The initiatives followed an earlier call from the African finance ministers on the 1 April for such debt relief measures.
On the 15 April, G-20 countries agreed to freeze payments on bilateral loans to poor countries until end 2020. The French President called the measure a “world first”. Yet, this freeze is not the write off some would have expected. One of Africa’s main creditors, China which holds 20 percent of the continental debt, while financial institutions and the private sector hold 32 percent and 30 percent respectively, had a reserved response. The Chinese Foreign Ministry argued that “the origin of Africa’s debt problem is complex and the debt profile of each country varies” but it understood “that some countries and international organizations have called for debt relief programs for African countries”. Then, at the G-20 Meeting, the Chinese Finance Minister Liu Kun declared that “China supports the suspension of debt repayment by least developed countries and will make its necessary contributions to the consensus reached at G-20.”

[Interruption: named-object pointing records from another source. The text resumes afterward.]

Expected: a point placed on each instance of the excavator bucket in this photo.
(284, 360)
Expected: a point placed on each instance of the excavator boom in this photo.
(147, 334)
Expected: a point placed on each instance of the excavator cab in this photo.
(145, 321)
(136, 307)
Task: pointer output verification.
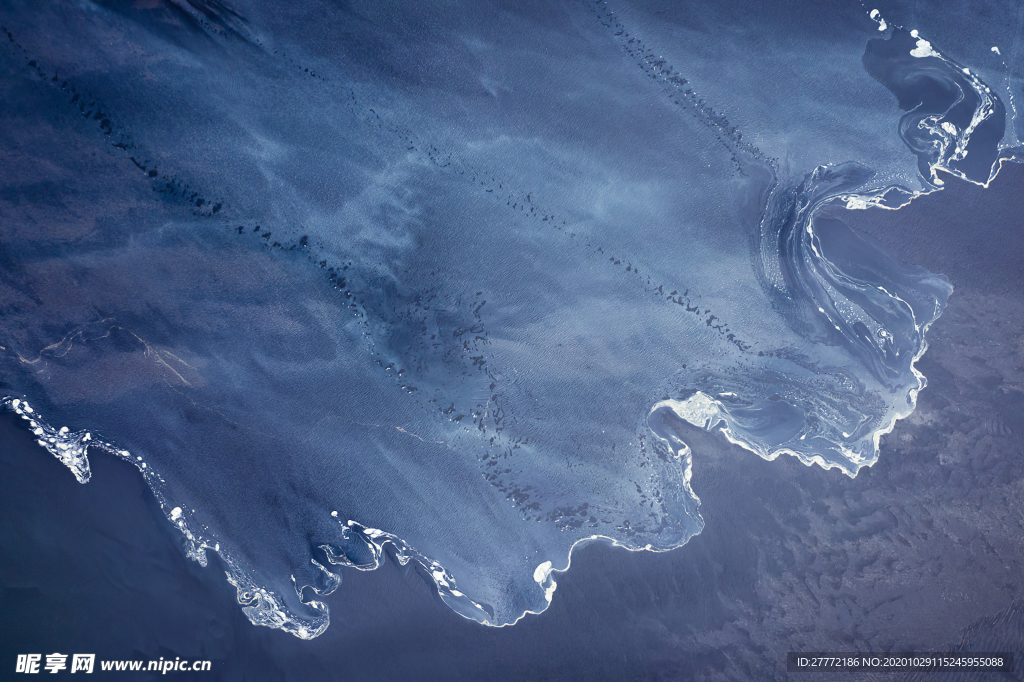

Now, China is unlikely to engage itself on the path of total debt forgiveness, especially on concessional loans and commercial loans, which represent the majority of African debts owed to China. Rather than outright relief, postponement of loan payments, debt-restructuring and debt/equity swaps are more likely options. There are precedents. In the case of Ethiopia, in 2018, China agreed to a restructuring of debt, including a $4 billion loan for the Addis-Djibouti railway, extending the repayment terms by 20 years. But in Burma, China converted debts into the acquisition of equities in new dam projects.
Another option could be to forgive zero-interest loans. In 2018, Chinese President Xi Jinping announced forgiveness of all such loans for least-developed African Countries. But this kind of loan makes up only a small portion of Africa’s debt to China.
The Finance Minister of Benin, Romuald Wadagni thinks that the moratoriums on the servicing of the bilateral public debt of African countries or write-offs may indeed provide an immediate budget relief but risk to cause a deterioration of their perceived credit quality, which could impact their access to capital markets. While some experts fear that debt forgiveness may benefit corrupt elites, Paul Frix, the former head of the Belgian cooperation agency AGCD suggests that one of the ways to avert such risk would be to convert debt services into development project finance.